Произнося этот монолог, я в то же время со стыдом и ужасом думал: боже, что я плету? Зачем?..

Мистер Латтимор взирал на меня с изумлением, его жена – с насмешкой. Я сказал им, что мне нездоровится. Это было недалеко от истины, и я ушел к себе в каюту.

Машина под полом стучала с небывалой мощью. В общих чертах я знал ее устройство и понимал, что если она работает с таким содроганием всех частей, давление пара достигло предельной черты. Я опустился на стул, сотрясаемый бешеным ходом шатунов и поршней, и сквозь обморочный туман, догадываясь уже, что стучит не только машина, но и мое сердце, увидел государя. Вернее, двух. Один, с почерневшим после бальзамирования лицом, лежал в Петропавловском соборе; второй, с исполинским крестом в руке, совсем уж непохожий на человека, которого я любил больше жизни, третий год стоял на Дворцовой площади, на вершине уходящей в поднебесье колонны розового гранита, отвернувшись от себя первого, как душа отворачивается от покинутого ею тела.

Тут-то я и вспомнил, какое сегодня число.


Из Пирея я известил о себе нашего посланника в Афинах. Когда-то мы приятельствовали с его отцом, я рассчитывал на содействие сына при устройстве в гостиницу и осмотре достопримечательностей, но посланник был в отъезде. Вместо него приехал немолодой господин, отрекомендовавшийся посольским секретарем. Фамилию я не расслышал, но позже понял, что он нарочно произнес ее неразборчиво. Кучер погрузил мой багаж, мы сели в коляску и тронулись.

Немощеная, с пыльной травой на обочинах, дорога находилась в ужасном состоянии. Дальше, правда, она улучшилась, показались группы ремонтирующих ее рабочих, одетых в одинаковое платье вроде форменного, с металлическими пуговицами, но рваное и грязное.

“Да, солдаты, – кивнул мой спутник, понимая, о чем я подумал. – Баварцы. Король Оттон привез их с собой. Мрут, бедные, как мухи”.

“Климат виноват?” – предположил я.

“Скорее природа”, – усмехнулся он.

“Греческая?” – автоматически задал я новый вопрос, явно лишний. Другой природы тут не было.

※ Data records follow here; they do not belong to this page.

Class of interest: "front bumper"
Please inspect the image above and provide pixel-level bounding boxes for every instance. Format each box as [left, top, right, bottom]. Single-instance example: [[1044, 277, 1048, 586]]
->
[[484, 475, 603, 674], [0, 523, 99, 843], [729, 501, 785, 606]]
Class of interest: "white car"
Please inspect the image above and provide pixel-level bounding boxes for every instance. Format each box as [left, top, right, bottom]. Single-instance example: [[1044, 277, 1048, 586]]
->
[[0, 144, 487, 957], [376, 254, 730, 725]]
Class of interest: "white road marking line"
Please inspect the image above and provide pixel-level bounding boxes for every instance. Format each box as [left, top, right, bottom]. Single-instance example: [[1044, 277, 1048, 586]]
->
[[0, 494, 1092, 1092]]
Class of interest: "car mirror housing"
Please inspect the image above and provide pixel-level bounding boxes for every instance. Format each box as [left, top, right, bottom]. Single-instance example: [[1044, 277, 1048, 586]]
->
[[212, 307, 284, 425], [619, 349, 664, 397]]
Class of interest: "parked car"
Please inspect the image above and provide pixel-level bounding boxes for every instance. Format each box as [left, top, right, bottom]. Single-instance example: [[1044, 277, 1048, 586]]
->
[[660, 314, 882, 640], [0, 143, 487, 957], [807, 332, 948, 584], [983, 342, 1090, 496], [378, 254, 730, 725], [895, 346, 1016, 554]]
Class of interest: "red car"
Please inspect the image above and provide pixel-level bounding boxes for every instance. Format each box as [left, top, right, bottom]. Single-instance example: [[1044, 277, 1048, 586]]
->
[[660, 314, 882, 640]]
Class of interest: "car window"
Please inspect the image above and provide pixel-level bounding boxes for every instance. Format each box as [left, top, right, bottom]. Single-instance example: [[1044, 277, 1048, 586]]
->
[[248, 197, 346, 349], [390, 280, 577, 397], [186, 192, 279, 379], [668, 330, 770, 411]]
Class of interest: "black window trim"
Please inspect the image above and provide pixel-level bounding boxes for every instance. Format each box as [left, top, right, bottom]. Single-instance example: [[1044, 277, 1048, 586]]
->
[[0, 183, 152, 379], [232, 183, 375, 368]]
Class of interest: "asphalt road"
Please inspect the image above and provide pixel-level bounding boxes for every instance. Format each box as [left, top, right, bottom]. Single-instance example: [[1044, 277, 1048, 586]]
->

“Нет, их собственная, – ответил секретарь. – Лопают подряд все здешние фрукты, но не в силах отстать и от своего пива. Организм ослаблен постоянным поносом. Любая болезнь сводит их в могилу”.

Вдруг он резко повернулся ко мне: “Мы с вами незнакомы, но я знаю вас, а вы – меня. Я бывший пермский губернатор, барон Криднер”.

Растерявшись, я не нашел ничего лучшего, как сообщить ему, что был на могиле его тетки в Карасу-Базаре.

“Я хотел туда съездить, да так и не собрался”, – вздохнул он.

“Если когда-нибудь соберетесь, ехать нужно в Кореиз, – посоветовал я. – Княгиня Голицына обещала государю перевезти тело баронессы к себе в имение и похоронить там”.

“Как бы не так! – отозвался Криднер. – После кончины государя она забыла свое обещание. Ma tante осталась лежать в Карасу-Базаре”.

Баронесса нас сблизила, иначе я не осмелился бы спросить, каким образом он из губернаторов попал в посольские секретари.

“Если нет имений, а есть три незамужние дочери, выбирать не приходится, – был ответ. – Пять лет назад открывалось наше посольство в Греции, и генерал-адъютант Дибич, мой товарищ по полку, включил меня в штат. Он имел большое влияние как главнокомандующий в последней турецкой кампании”.